South Africa is a major destination and transit country for migrants from the Eastern and Southern Africa regions and beyond, with a large number coming from Zimbabwe. Along the journey to and within the country, migrants often face intense hardships and violations of their fundamental rights. Many lose their lives, and it is not infrequent for migrants to involuntarily lose contact with their families and disappear without a trace.
Against the backdrop of the ICRC reporting that 44,000 migrants in Africa are considered missing, a joint initiative with IOM has, for the first time, brought together a community of concern to address the plight that families of missing Zimbabwean migrants face in the search for their relatives.
“The family members who are left behind are deeply affected as they face uncertainty of not knowing whether their loved ones are alive or dead. This causes great suffering and can be extremely distressing,” says Marie-Astrid Blondiaux who coordinates the ICRC’s protection work which is aimed at mitigating the consequences of armed conflict, violence, natural disasters and migration. “South African authorities have the responsibility, infrastructure, legislation and technical expertise to address this humanitarian concern. It will be beneficial to them at various levels and showcase the high-level of forensic expertise in South Africa on a global stage,” Blondiaux adds.
On this occasion, the IOM and the ICRC are unveiling for the first time in South Africa a memorial exhibition in commemoration of the countless missing migrants and their families.

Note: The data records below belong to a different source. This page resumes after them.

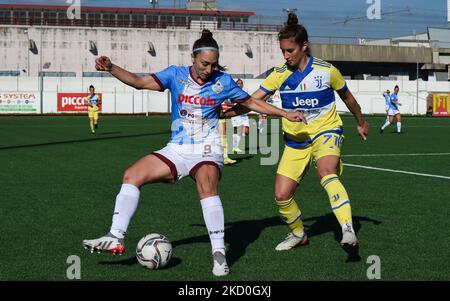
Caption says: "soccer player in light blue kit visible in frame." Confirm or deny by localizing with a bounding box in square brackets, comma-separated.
[83, 30, 306, 276]
[380, 86, 402, 134]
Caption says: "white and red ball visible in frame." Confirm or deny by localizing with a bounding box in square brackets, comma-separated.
[136, 233, 172, 270]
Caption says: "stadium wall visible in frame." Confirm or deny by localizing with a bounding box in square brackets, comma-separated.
[0, 76, 450, 115]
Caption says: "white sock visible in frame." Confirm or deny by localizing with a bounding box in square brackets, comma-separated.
[200, 195, 225, 255]
[110, 184, 140, 238]
[258, 119, 265, 133]
[341, 223, 355, 233]
[233, 134, 241, 148]
[381, 120, 391, 130]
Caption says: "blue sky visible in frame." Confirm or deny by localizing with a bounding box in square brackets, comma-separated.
[0, 0, 449, 38]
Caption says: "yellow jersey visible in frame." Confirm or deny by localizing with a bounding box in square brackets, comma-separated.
[260, 56, 347, 148]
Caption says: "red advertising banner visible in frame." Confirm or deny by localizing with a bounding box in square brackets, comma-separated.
[57, 93, 102, 112]
[433, 93, 450, 117]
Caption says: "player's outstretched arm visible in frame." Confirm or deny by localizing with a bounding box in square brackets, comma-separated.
[241, 91, 308, 124]
[338, 89, 369, 140]
[220, 89, 270, 118]
[95, 56, 161, 91]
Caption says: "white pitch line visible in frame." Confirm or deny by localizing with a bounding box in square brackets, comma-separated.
[344, 163, 450, 180]
[342, 153, 450, 157]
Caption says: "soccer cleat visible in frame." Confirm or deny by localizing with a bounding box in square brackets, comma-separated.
[83, 233, 125, 255]
[275, 232, 309, 251]
[223, 157, 237, 165]
[213, 252, 230, 276]
[341, 224, 359, 249]
[233, 147, 245, 154]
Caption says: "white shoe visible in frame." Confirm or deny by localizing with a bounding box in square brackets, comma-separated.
[213, 252, 230, 276]
[275, 232, 309, 251]
[341, 223, 359, 248]
[223, 157, 237, 165]
[83, 233, 125, 255]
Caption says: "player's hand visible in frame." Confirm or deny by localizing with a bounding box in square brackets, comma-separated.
[286, 112, 308, 124]
[356, 121, 369, 140]
[95, 56, 112, 72]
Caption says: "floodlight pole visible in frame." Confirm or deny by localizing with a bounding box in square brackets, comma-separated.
[414, 30, 419, 115]
[39, 28, 44, 114]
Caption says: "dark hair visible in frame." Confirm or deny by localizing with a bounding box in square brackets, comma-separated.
[192, 29, 226, 71]
[192, 29, 219, 54]
[278, 13, 309, 50]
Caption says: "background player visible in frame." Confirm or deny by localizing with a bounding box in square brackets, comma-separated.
[380, 86, 402, 134]
[83, 30, 305, 276]
[86, 85, 100, 134]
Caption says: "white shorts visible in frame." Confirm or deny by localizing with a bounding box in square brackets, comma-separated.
[153, 143, 223, 181]
[388, 109, 400, 116]
[231, 115, 249, 128]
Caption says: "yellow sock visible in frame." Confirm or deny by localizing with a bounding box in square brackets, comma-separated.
[276, 198, 305, 235]
[320, 174, 352, 225]
[220, 135, 228, 158]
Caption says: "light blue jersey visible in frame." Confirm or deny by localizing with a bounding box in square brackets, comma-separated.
[383, 93, 391, 108]
[152, 66, 250, 145]
[389, 93, 398, 110]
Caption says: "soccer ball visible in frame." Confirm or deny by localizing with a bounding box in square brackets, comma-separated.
[136, 233, 172, 270]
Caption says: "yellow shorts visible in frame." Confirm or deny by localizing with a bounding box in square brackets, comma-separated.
[88, 106, 98, 119]
[277, 133, 344, 183]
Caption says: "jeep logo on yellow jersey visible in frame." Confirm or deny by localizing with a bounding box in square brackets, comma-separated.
[292, 97, 319, 108]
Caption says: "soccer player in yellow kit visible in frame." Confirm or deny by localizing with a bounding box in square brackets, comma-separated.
[86, 85, 100, 134]
[224, 13, 369, 251]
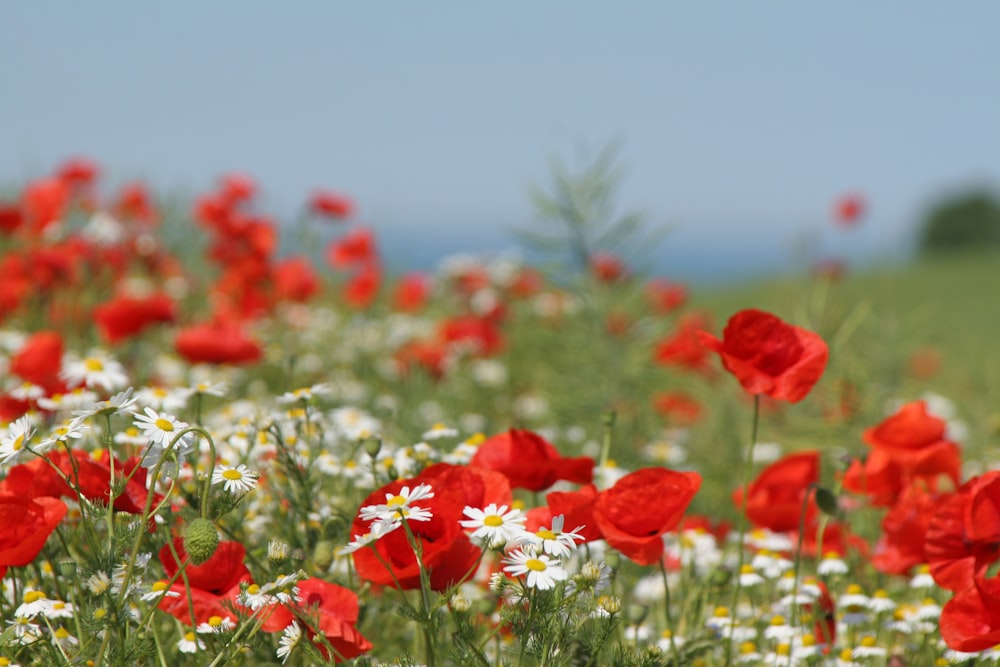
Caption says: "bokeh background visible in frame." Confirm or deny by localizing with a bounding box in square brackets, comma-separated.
[0, 0, 1000, 283]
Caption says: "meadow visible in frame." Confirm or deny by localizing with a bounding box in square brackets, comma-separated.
[0, 161, 1000, 667]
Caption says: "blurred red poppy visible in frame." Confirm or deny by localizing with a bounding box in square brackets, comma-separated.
[262, 577, 372, 662]
[594, 468, 701, 565]
[309, 190, 354, 220]
[469, 428, 594, 491]
[733, 450, 819, 533]
[699, 309, 829, 403]
[0, 494, 67, 570]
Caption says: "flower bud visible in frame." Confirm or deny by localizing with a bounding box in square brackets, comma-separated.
[184, 517, 219, 565]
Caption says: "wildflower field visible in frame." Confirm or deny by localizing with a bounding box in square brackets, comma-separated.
[0, 160, 1000, 667]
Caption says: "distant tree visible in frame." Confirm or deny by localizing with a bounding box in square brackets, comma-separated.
[920, 191, 1000, 254]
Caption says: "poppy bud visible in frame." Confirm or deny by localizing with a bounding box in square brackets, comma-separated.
[184, 517, 219, 565]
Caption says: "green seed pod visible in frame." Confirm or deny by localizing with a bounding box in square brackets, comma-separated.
[184, 517, 219, 565]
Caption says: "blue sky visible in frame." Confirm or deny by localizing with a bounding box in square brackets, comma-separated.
[0, 0, 1000, 280]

The memorial features a series of 60 images in an incomplete puzzle with each puzzle piece representing individuals who migrated from Zimbabwe to South Africa and went missing along the journey or after arrival. These families form part of the ICRC’s Missing and Deceased Migrants Programme, which, with the involvement of the authorities, seeks to clarify the fate and whereabouts of missing individuals, help families restore and maintain contact and increase the rate of identification of bodies in South African and Zimbabwean mortuaries.

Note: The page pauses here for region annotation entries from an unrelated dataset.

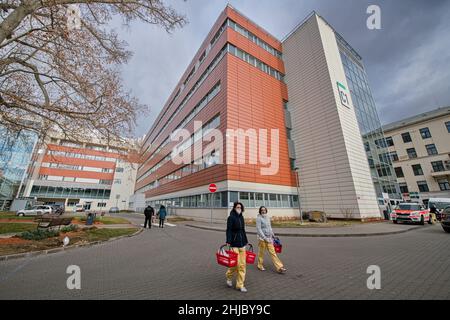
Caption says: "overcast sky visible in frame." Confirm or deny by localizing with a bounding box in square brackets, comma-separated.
[113, 0, 450, 136]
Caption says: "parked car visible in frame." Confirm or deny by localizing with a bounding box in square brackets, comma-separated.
[109, 207, 120, 213]
[52, 204, 66, 215]
[428, 198, 450, 221]
[441, 206, 450, 233]
[16, 205, 53, 217]
[391, 202, 433, 225]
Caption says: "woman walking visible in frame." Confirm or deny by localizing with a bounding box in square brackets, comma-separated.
[256, 206, 286, 273]
[226, 202, 248, 292]
[158, 205, 167, 228]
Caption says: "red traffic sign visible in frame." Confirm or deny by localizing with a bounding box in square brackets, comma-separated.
[208, 183, 217, 193]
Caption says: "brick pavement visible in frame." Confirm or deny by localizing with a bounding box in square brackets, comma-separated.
[0, 221, 450, 300]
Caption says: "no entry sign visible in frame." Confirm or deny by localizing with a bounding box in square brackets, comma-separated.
[208, 183, 217, 193]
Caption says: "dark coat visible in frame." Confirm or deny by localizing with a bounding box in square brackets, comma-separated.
[158, 208, 167, 220]
[227, 209, 248, 248]
[144, 206, 155, 218]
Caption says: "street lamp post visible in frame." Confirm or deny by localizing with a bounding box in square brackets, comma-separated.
[294, 167, 303, 224]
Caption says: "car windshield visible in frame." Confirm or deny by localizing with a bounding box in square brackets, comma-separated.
[397, 203, 420, 210]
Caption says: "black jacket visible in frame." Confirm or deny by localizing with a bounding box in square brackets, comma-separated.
[144, 207, 155, 218]
[227, 209, 248, 248]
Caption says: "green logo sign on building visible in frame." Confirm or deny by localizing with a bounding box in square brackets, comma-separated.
[337, 81, 350, 108]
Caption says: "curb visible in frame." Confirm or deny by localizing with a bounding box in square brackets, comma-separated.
[0, 229, 143, 261]
[185, 224, 421, 238]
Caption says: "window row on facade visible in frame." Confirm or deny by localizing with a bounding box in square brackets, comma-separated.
[137, 106, 220, 182]
[47, 150, 116, 162]
[38, 174, 122, 185]
[384, 121, 450, 147]
[30, 185, 111, 199]
[227, 43, 284, 81]
[399, 179, 450, 193]
[145, 45, 227, 161]
[146, 191, 298, 210]
[395, 160, 450, 178]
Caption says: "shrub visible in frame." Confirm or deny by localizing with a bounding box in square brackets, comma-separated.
[19, 229, 59, 240]
[61, 224, 78, 233]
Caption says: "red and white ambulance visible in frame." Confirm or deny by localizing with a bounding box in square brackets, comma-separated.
[391, 202, 433, 225]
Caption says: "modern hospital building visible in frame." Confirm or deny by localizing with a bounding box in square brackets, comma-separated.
[134, 6, 399, 221]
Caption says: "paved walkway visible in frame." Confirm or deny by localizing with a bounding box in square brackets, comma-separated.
[0, 224, 450, 301]
[185, 221, 422, 237]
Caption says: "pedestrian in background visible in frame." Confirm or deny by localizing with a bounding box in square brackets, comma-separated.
[144, 205, 155, 229]
[225, 202, 248, 292]
[256, 206, 286, 273]
[158, 205, 167, 228]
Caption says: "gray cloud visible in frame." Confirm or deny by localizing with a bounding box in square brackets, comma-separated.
[109, 0, 450, 136]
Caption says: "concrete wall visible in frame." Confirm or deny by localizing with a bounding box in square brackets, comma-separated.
[283, 14, 380, 218]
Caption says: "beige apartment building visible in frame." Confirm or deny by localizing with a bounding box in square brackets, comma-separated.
[383, 107, 450, 202]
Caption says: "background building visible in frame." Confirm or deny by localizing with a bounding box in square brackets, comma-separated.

“Families of missing migrants often face an endless search for answers, therefore it is crucial for states to set up efforts to support families of missing migrants in line with the resolution adopted by the African Commission on Human and people’s rights,” says Lily Sanya, IOM’s Chief of Mission for South Africa.

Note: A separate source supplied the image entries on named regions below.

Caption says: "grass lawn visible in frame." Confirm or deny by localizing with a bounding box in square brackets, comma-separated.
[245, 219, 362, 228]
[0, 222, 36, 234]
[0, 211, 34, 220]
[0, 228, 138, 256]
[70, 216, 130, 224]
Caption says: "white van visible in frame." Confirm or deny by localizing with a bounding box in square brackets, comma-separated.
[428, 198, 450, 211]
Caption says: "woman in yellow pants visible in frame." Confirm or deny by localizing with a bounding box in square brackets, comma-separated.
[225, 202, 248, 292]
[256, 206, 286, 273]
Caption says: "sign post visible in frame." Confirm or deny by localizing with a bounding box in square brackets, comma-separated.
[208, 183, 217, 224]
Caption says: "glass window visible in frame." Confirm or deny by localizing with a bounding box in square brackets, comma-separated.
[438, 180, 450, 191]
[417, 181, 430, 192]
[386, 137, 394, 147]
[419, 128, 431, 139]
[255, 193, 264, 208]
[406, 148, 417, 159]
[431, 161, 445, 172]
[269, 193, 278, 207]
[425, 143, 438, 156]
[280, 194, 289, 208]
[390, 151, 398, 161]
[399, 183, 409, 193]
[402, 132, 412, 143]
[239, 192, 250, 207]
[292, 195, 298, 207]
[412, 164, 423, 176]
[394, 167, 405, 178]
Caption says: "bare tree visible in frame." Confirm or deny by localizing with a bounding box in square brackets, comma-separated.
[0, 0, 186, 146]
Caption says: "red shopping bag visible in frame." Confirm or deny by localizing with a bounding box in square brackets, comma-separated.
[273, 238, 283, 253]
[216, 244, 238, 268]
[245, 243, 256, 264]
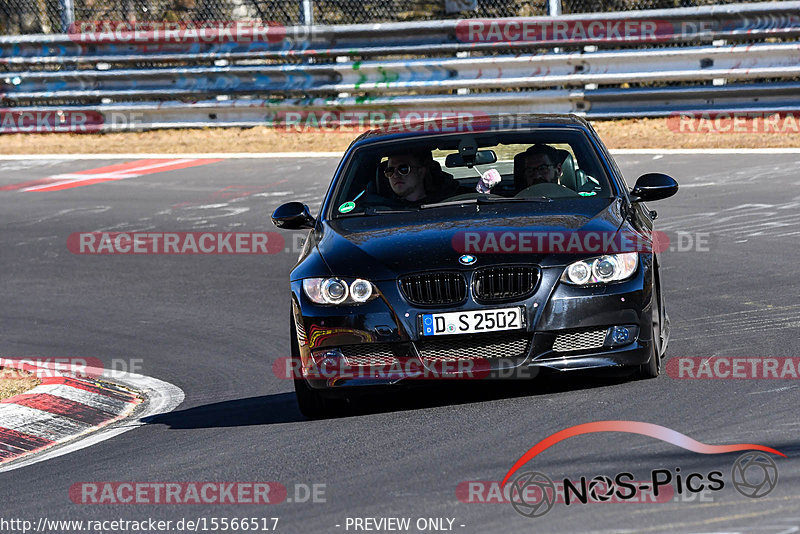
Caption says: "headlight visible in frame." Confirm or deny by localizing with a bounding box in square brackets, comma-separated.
[303, 277, 377, 305]
[561, 252, 639, 286]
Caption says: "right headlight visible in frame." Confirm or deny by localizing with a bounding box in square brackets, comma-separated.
[303, 276, 377, 305]
[561, 252, 639, 286]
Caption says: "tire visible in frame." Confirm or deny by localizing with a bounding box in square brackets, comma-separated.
[635, 289, 661, 380]
[294, 378, 330, 419]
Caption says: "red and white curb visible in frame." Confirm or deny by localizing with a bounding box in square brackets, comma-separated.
[0, 358, 184, 472]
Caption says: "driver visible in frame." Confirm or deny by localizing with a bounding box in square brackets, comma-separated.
[384, 150, 433, 202]
[524, 145, 562, 187]
[383, 149, 463, 206]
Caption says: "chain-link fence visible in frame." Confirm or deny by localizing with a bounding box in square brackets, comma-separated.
[0, 0, 792, 35]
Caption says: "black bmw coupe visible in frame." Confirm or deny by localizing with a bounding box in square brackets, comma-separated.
[272, 115, 678, 417]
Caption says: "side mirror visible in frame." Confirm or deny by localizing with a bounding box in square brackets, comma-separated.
[272, 202, 316, 230]
[444, 150, 497, 168]
[631, 172, 678, 202]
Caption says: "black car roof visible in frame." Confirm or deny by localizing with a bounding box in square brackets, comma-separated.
[351, 112, 592, 146]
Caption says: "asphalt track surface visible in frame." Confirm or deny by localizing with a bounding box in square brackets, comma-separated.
[0, 154, 800, 533]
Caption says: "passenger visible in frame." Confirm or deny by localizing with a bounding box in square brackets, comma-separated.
[384, 149, 466, 205]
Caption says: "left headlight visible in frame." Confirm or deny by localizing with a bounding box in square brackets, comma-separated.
[303, 276, 378, 305]
[561, 252, 639, 286]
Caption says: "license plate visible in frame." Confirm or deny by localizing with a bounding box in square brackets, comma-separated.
[420, 306, 525, 336]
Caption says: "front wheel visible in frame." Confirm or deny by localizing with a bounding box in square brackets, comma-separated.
[289, 317, 337, 419]
[294, 378, 330, 419]
[636, 294, 661, 380]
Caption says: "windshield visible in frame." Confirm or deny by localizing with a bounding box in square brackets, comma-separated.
[328, 129, 613, 219]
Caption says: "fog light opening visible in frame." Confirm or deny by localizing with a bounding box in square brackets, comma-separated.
[606, 325, 639, 347]
[306, 349, 344, 378]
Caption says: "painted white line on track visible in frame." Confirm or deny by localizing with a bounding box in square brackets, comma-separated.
[0, 368, 184, 473]
[0, 403, 92, 441]
[0, 152, 344, 161]
[25, 384, 131, 414]
[0, 148, 800, 161]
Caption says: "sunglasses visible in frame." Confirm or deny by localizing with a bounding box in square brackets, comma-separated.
[525, 163, 555, 174]
[383, 163, 421, 178]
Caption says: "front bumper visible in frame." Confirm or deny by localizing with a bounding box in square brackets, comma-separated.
[292, 255, 656, 389]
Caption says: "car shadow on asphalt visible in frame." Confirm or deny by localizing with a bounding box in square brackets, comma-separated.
[142, 373, 629, 429]
[142, 392, 306, 429]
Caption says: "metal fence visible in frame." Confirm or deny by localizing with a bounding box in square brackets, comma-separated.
[0, 0, 792, 35]
[0, 1, 800, 132]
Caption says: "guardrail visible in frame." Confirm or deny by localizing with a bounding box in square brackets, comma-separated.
[0, 1, 800, 132]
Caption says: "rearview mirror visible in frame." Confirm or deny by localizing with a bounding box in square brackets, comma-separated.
[631, 172, 678, 202]
[272, 202, 316, 230]
[444, 150, 497, 167]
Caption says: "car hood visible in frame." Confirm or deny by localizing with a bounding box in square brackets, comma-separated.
[317, 198, 625, 281]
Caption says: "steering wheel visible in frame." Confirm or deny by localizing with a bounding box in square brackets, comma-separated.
[514, 183, 580, 198]
[442, 192, 503, 202]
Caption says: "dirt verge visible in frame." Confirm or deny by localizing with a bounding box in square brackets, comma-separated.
[0, 118, 800, 154]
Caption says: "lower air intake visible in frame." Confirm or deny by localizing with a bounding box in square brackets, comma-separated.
[417, 334, 530, 362]
[553, 330, 606, 352]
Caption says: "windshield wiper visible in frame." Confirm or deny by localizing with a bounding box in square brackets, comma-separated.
[419, 198, 478, 210]
[364, 207, 419, 215]
[419, 197, 553, 210]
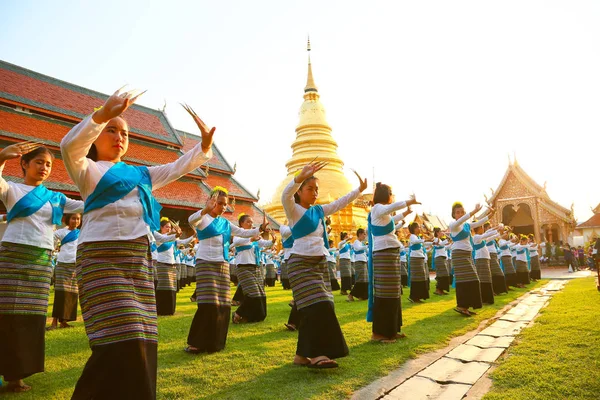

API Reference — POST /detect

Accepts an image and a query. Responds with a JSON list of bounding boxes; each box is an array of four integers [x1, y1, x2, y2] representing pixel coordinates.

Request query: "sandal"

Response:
[[306, 359, 339, 369], [454, 308, 471, 317]]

The memorial symbolizes how the families of missing migrants are connected in their search for their missing loved ones but similarly to the fragmented memorial puzzle, for the families, their lives remain incomplete as the search for answers continues.
It is reported that 4 000 to 7 000 unidentified bodies are buried as paupers annually in South Africa. The plight of missing migrants and their families is without doubt a humanitarian issue that requires efforts and commitment from the authorities and other actors.